*Padre de huérfanos y defensor de viudas es Dios en su morada santa.* - Salmo 68:5 (NVI)
Mi padre y mi madre se separaron cuando yo tenía ocho años. Mi madre nos crió a mí y a mi hermano; teníamos muy pocos recuerdos de la infancia con nuestro padre. La figura paterna constante en nuestras vidas era nuestro abuelo, a quien llamábamos papá.
El abuelo amaba a Jesús, y su fe se manifestó en su vida. Era la persona a quien acudíamos para el consejo sabio. Disfrutábamos escuchar sus anécdotas personales, y su presencia paternal fue una fuente de consuelo y confianza para mí.
Cuando el abuelo falleció, me sentí angustiada con el sentimiento vacío de quedar sin padre. Aunque me consoló saber que él estaba con Jesús, no pude evitar sentirme abrumada por el dolor y la angustia de perder a un ser querido. En un momento de quietud con el Señor, recordé la frase en la Biblia *«un padre de huérfanos».* Sentí que Dios me aseguraba que, aunque por segunda vez había perdido a un padre terrenal, Dios es mi Padre celestial.
*Estoy agradecida con Dios por la presencia de mi abuelo en mi vida.
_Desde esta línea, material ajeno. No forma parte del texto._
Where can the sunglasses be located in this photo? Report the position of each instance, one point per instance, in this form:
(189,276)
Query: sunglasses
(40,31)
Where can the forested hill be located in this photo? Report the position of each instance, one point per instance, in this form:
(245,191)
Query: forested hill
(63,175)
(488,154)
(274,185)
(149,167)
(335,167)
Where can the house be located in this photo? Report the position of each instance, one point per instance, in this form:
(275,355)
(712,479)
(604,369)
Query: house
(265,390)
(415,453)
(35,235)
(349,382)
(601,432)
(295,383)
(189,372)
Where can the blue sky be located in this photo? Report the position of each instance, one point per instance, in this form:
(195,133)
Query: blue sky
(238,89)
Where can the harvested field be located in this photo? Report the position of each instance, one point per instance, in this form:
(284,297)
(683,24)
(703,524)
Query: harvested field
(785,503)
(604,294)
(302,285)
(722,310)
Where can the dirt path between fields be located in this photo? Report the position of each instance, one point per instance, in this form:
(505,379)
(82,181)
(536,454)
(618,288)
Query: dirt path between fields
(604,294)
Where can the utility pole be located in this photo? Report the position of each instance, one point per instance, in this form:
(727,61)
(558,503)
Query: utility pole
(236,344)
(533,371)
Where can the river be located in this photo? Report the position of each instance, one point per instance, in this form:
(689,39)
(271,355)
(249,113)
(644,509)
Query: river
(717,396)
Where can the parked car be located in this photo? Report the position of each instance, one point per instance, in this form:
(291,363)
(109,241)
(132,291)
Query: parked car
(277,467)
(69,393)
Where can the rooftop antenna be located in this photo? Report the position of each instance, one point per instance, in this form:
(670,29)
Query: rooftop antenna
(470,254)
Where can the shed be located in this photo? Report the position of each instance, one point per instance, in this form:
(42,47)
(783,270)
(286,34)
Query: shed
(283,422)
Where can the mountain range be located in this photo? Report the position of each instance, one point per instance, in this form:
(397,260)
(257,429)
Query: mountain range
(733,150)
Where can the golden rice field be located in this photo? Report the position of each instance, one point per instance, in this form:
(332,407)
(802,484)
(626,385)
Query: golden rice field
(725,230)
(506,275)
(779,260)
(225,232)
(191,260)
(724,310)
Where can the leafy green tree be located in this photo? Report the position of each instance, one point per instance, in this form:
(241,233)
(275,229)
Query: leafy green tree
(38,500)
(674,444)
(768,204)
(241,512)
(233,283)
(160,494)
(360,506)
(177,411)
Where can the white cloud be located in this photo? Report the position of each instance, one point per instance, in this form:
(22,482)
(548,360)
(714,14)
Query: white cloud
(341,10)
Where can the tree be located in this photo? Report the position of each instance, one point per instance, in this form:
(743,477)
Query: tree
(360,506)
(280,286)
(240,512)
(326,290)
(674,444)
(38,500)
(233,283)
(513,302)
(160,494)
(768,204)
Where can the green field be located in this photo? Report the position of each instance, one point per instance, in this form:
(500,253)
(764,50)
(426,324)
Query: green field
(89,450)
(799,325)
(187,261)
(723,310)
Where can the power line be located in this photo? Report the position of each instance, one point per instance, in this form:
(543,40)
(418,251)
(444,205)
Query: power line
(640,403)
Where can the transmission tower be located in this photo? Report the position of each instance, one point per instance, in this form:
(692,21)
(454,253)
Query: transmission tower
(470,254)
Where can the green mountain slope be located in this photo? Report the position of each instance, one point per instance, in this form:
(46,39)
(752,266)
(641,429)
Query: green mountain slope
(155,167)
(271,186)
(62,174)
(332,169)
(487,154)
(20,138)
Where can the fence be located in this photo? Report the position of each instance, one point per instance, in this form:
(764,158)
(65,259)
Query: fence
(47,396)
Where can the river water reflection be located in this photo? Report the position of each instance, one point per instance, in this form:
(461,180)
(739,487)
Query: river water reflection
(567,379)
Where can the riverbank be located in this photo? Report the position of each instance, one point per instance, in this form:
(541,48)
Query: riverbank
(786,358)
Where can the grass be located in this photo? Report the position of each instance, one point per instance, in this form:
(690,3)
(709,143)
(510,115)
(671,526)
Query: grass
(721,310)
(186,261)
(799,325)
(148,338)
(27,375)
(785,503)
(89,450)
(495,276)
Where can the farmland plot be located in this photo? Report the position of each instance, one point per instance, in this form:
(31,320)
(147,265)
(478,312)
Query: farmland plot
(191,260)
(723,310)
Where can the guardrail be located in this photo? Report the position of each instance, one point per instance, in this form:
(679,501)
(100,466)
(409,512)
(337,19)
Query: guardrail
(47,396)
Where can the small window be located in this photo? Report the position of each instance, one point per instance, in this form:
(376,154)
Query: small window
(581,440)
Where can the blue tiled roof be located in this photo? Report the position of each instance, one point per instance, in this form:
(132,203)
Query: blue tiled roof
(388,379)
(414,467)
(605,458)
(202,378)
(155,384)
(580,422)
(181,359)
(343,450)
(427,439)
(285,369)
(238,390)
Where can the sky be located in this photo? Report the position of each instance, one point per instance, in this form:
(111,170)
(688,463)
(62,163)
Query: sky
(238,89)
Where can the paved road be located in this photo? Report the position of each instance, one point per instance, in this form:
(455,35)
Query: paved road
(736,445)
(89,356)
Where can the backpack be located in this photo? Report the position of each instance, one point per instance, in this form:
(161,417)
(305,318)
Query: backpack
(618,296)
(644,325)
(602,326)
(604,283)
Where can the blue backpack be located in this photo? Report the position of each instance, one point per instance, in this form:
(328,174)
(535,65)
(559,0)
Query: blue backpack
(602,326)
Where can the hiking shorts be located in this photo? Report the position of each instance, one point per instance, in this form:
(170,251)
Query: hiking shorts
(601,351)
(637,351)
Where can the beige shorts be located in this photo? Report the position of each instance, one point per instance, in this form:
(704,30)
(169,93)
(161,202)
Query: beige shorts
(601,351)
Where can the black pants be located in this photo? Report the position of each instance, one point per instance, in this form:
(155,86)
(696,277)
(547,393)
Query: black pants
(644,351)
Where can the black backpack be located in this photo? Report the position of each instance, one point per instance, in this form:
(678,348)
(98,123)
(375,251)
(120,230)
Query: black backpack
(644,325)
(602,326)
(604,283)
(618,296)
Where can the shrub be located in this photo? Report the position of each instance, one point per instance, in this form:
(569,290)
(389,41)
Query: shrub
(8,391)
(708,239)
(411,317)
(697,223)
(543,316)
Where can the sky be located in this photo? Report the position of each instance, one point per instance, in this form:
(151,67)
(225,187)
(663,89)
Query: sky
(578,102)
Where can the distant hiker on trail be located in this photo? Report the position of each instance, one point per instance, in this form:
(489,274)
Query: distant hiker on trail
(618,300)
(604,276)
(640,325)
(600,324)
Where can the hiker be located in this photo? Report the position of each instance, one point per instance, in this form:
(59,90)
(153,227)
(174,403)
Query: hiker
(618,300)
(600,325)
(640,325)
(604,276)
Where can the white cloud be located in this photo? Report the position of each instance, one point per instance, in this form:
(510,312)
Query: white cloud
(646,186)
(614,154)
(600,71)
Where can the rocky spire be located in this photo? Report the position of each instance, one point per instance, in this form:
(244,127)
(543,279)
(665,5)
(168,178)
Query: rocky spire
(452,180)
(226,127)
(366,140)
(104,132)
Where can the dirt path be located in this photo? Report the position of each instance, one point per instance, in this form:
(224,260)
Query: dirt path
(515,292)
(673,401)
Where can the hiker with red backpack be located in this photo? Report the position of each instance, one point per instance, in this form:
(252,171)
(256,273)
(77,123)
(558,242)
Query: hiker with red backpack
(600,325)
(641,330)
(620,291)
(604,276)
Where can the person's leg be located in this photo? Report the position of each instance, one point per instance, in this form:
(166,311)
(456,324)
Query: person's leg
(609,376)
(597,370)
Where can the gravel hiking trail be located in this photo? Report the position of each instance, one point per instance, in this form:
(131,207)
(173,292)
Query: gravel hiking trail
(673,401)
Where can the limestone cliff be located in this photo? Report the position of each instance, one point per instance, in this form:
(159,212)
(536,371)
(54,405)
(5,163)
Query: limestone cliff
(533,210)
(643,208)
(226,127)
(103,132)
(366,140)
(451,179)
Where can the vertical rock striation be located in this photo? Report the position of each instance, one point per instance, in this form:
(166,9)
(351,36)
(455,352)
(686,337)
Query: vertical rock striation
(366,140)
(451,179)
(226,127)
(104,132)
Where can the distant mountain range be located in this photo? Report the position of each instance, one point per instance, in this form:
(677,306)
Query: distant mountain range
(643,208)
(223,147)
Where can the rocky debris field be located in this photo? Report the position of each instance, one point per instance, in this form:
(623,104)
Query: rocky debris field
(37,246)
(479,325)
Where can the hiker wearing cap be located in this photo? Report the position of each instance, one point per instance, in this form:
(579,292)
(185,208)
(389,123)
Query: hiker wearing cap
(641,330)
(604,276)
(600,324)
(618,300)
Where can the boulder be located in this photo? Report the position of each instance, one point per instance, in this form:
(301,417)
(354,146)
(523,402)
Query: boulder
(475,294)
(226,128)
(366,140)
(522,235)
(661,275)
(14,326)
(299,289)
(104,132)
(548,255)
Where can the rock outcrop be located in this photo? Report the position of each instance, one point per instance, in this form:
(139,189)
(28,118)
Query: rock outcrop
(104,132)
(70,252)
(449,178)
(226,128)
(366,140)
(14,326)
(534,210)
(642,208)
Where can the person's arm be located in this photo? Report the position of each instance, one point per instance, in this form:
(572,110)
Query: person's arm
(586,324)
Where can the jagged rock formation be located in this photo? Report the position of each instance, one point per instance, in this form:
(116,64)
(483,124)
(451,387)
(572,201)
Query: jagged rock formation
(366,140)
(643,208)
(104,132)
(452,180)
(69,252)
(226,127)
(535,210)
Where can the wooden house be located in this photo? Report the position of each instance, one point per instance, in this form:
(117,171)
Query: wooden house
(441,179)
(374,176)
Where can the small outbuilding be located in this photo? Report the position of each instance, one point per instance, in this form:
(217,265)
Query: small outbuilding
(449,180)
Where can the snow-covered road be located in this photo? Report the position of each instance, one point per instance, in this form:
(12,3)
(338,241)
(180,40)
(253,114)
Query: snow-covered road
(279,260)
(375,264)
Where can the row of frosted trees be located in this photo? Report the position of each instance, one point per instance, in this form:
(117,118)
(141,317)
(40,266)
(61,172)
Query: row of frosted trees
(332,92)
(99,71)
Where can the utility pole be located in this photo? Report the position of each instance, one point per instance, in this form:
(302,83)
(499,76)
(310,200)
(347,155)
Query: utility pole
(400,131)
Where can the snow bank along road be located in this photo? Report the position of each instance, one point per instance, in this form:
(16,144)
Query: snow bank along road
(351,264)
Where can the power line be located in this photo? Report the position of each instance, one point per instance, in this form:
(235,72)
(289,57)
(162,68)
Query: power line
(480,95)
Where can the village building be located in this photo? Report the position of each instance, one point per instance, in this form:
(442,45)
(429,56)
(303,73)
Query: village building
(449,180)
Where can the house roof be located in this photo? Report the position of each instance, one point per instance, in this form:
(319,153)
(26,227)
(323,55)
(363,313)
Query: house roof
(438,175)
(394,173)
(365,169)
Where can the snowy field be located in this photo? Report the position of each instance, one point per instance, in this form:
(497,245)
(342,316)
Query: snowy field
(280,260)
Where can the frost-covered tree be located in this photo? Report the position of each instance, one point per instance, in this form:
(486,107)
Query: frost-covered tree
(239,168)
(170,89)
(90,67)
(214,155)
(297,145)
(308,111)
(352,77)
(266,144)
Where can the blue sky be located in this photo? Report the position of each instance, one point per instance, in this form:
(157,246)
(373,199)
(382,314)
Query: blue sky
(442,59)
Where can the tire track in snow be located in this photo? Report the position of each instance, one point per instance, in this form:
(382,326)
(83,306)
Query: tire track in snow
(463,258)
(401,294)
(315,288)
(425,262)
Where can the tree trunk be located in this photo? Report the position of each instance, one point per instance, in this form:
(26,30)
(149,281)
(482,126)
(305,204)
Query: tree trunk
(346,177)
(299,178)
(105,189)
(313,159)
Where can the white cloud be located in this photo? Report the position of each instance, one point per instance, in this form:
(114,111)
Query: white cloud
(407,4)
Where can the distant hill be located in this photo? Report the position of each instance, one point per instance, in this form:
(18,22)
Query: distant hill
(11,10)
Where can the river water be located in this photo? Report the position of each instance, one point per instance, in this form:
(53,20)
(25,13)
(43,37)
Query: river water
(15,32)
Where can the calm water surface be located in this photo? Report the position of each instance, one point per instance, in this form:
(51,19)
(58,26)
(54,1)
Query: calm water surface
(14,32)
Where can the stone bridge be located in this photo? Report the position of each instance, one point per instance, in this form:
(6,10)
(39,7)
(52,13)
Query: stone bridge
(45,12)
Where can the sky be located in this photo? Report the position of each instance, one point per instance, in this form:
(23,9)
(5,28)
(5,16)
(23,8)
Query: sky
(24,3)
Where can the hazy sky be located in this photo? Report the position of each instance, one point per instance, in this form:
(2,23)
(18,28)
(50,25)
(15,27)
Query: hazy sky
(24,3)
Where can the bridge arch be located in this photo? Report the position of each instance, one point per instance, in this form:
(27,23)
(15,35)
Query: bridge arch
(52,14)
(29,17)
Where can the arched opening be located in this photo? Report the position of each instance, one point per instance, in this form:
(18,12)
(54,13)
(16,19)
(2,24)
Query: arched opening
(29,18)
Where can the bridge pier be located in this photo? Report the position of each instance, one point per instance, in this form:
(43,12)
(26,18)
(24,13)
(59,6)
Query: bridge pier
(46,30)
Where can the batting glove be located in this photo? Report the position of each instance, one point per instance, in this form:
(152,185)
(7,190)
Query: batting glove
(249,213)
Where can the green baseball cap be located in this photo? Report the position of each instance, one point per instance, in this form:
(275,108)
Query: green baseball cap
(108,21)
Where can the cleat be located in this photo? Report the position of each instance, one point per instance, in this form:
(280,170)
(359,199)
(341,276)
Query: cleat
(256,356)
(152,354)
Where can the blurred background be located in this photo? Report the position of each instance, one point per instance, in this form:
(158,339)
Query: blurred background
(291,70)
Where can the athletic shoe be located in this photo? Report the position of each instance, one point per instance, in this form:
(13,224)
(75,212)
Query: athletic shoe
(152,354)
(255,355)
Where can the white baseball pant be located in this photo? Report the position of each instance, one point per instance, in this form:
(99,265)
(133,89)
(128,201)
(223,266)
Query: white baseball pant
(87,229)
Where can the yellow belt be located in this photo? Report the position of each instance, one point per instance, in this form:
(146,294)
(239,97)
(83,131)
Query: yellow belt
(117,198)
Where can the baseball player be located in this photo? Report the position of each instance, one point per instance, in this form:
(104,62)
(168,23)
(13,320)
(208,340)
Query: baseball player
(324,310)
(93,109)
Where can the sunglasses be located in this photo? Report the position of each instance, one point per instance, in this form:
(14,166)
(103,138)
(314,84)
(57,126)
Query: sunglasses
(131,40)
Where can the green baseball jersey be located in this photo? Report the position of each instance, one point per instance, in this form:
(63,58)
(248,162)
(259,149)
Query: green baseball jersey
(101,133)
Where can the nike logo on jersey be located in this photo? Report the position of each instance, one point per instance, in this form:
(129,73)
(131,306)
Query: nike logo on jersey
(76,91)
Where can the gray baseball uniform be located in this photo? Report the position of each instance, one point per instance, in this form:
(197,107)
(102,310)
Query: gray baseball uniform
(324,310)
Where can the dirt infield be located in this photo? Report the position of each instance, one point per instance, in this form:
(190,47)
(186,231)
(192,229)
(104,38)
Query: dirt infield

Aunque perderlo ha sido doloroso, a la vez es una oportunidad para encontrar consuelo en mi Padre celestial que siempre está presente y es fiel.*
Hoy llenan mi alma las palabras del Salmo 27:10 *Aunque mi padre y mi madre me abandonen, el SEÑOR me acogerá.*
ORACIÓN
*Dios consolador, ayúdanos a percibir tu presencia entre nosotros. Que te conozcamos como un Padre siempre presente, a quien podemos recurrir y en quien podemos confiar.* En el Nombre de JESÚS oramos. Amén.
LECTURA
Salmo 68:4-10 NVI
[4] Canten a Dios, canten Salmos a su nombre; aclamen a quien cabalga sobre las nubes, y regocíjense en su presencia. ¡Su nombre es el SEÑOR!
[5] *Padre de huérfanos y defensor de viudas es Dios en su morada santa.*
[6] *Dios da un hogar a los desamparados y dicha a los cautivos* que libera; pero los rebeldes habitarán en el desierto.
[7] Cuando saliste, oh Dios, al frente de tu pueblo, cuando a través del desierto marchaste, Selah
[8] la tierra se estremeció, el cielo derramó su lluvia delante de Dios, el Dios de Sinaí, delante de Dios, el Dios de Israel.
[9] Tú, oh Dios, diste abundantes lluvias; reanimaste a tu extenuada herencia. [10] Tu familia se estableció en la tierra que en tu bondad, oh Dios, preparaste para el pobre.
PENSAMIENTO DEL DÍA
*Dios es mi Padre y mi protector.*
OREMOS
Por quienes carecen de una figura paterna o materna.